As the ACA Turns

So now what?

If the Affordable Care Act was a soap opera – and who’s to say it’s not – I think even Susan Lucci would have lost faith by now in the merits of a plot leading to any type of long-term resolution, clarity or certainty.

The U. S. Court of Appeals for the D.C. Circuit ruled today in the Halbig v. Burwell decision that the IRS had incorrectly allowed the subsidization of insurance premiums to millions of Americans covered under the Act’s health insurance exchanges. Then about an hour later, the U.S. Court of Appeals for the Fourth Circuit, in Richmond, argued that the IRS was within their legal power because the subsidies they provided were, “a permissible exercise of the agency’s discretion.”

Following along?

The Act provides that subsidies be provided to “state-run” exchanges, but whether through political objection or inability, 27 states opted to have the federal government establish and operate their exchanges while another 9 states opted to have their exchanges jointly ran by state and federal agencies. So by an interpretation of the letter of the law subsidies are unavailable to individuals living in those 36 states.

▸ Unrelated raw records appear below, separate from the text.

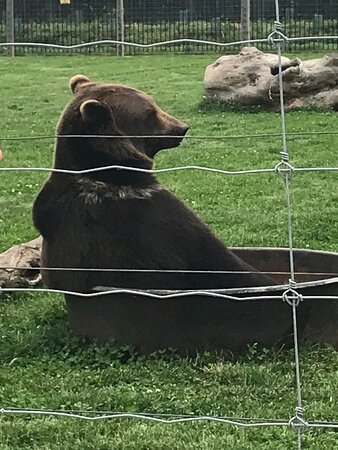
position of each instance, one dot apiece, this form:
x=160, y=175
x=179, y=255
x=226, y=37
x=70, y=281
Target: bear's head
x=130, y=111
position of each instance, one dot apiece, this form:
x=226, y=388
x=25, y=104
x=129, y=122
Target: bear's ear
x=94, y=112
x=76, y=82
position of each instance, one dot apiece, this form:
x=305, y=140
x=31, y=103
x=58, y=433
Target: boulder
x=250, y=78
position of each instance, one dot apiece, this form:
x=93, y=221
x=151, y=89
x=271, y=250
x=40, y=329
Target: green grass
x=43, y=365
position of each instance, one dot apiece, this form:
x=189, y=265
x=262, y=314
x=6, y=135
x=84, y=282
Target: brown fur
x=118, y=218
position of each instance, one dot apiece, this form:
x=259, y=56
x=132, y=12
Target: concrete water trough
x=200, y=322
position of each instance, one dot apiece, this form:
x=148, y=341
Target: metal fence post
x=120, y=26
x=245, y=20
x=10, y=26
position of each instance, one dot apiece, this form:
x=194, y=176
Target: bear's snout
x=182, y=130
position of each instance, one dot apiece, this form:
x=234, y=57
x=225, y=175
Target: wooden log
x=22, y=255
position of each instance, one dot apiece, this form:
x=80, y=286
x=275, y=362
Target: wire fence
x=147, y=21
x=288, y=293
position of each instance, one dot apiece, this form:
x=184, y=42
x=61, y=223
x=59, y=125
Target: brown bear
x=121, y=219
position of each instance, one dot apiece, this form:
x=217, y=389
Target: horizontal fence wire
x=295, y=134
x=164, y=418
x=168, y=271
x=169, y=169
x=107, y=42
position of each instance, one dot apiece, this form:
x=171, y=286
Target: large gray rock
x=251, y=78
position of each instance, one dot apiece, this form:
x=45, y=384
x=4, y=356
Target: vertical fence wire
x=292, y=297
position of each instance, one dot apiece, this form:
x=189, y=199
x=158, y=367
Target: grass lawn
x=43, y=366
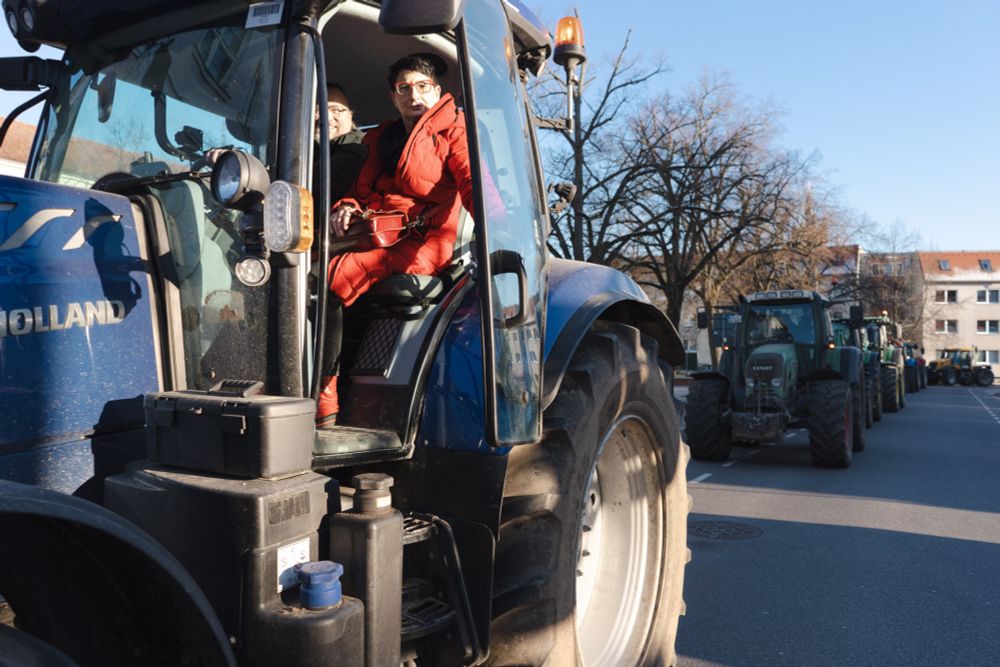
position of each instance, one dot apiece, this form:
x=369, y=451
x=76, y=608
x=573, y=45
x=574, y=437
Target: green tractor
x=882, y=332
x=784, y=369
x=958, y=365
x=851, y=332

In writing the 2-to-1 majority opinion on the Halbig decision, Judge Thomas Griffith noted that, “we reach this conclusion, frankly, with reluctance.” Why? Because according to the Robert Wood Johnson Foundation an estimated 7.3 million people — about 62 percent of those expected to enroll in federal-run exchanges by 2016 — could lose out on $36.1 billion in insurance subsidies. Over 7 million individuals could be losing an average of $4,400 in annual subsidies (based on Congressional Budget Office estimates for the current year).

What each court had to wrestle with was whether it was Congress’ intent to provide expanded access to healthcare insurance through premium subsidization irrespective of whether the exchanges are ran by state or federal governments. Judge Griffith wrote that, “the fact is that the legislative record provides little indication one way or the other of congressional intent, but the statutory text does. Section 36B plainly makes subsidies available only on Exchanges established by states.”

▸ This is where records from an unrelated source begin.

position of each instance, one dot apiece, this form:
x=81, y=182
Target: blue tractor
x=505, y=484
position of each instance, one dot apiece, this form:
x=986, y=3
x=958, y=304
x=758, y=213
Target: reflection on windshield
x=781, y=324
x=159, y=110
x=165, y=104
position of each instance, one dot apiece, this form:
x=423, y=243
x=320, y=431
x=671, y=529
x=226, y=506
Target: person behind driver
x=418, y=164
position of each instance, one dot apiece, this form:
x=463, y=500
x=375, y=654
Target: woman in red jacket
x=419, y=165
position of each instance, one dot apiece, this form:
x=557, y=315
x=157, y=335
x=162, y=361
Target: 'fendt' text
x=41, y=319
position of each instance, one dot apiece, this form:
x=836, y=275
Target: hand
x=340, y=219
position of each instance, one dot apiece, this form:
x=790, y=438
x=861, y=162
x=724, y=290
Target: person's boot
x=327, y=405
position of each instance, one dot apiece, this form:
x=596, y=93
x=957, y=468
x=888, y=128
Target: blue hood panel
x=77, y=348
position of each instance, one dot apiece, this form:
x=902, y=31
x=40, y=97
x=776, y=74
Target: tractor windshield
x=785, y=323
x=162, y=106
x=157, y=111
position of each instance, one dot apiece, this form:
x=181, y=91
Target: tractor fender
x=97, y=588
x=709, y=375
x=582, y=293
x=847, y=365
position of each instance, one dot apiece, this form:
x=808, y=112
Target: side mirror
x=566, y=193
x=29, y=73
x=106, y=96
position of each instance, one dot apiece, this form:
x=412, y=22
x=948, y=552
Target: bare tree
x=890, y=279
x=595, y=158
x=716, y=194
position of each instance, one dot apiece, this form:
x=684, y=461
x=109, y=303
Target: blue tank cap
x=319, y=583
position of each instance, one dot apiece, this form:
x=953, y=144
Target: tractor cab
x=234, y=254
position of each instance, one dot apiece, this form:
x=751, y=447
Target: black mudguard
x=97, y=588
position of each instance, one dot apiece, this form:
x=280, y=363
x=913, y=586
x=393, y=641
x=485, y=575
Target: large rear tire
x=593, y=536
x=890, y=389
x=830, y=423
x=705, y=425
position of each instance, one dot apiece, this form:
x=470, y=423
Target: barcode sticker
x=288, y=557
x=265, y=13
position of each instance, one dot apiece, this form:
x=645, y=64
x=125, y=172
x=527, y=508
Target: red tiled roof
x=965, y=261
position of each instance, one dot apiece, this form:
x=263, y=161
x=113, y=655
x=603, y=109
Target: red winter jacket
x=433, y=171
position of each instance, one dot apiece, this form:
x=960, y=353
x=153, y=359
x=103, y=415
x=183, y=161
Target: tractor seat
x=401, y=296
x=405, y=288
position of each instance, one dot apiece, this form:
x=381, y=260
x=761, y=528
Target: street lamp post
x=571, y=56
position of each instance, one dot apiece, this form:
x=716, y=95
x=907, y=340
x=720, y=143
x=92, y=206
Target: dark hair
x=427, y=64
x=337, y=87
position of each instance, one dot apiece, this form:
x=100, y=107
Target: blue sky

And there’s the rub. Looking back to the summer of 2010, the legislative process leading to passage of the Affordable Care Act was ridiculously chaotic, incredibly politically charged and fraught with misinformation being spewed in all directions by nearly every stakeholder who could find a media outlet. All (as in both) parties being equally complicit in disinformation

John Earnest, White House press secretary noted, “you don’t need a fancy legal degree to understand that Congress intended for every eligible American to have access to tax credits that would lower their health care costs, regardless of whether it was state officials or federal officials who were running the marketplace. I think that is a pretty clear intent of the congressional law.”

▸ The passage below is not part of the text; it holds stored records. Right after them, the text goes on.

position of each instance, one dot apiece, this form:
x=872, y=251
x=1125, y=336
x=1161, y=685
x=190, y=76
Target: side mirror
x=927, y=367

I think he is wrong. It’s not clear because the legislative process leading up to and through passage was anything but. In fact, it can be effectively argued that lack of clarity was a direct result of favoring political expediency over legislative pragmatism. The Act is very poorly written and is fraught with these types of examples where implementation wasn’t very well thought through. But that lack of clarity – and legislative ambiguity in particular – is not grounds for overturning legislative intent.

Writing today in The New Republic, Brian Beutler argues that applying Supreme Court Justice Antonin Scalia’s concept of “overall statutory scheme,” that, “the words of a statute must be read in their context,” it is unambiguous that it was Congress’ intention through the ACA to provide insurance subsidies a priori of the means and mechanisms of the exchanges. Even if the argument could be made that it was ambiguous, Beutler notes that there is still the need to determine whether the law has been interpreted plausibly. In either case, it seems unlikely this latest attempt to derail the ACA will ultimately succeed.

But let’s assume that it does. I think it could easily be a case of be careful what you wish for because you might just get it for republicans. By the time this issue would make it through the Supreme Court there will be at least over 7 million individuals that are going to be told they will suddenly lose what then could reasonably be a $5,000 a year benefit. All that would be required to maintain the benefit would be an administrative language modification, which republicans could refuse as a plausible effort to cripple the Affordable Care Act. They would be in a politically very difficult spot – but then that seems to be a self-inflicted level of comfort they’ve grown accustomed to.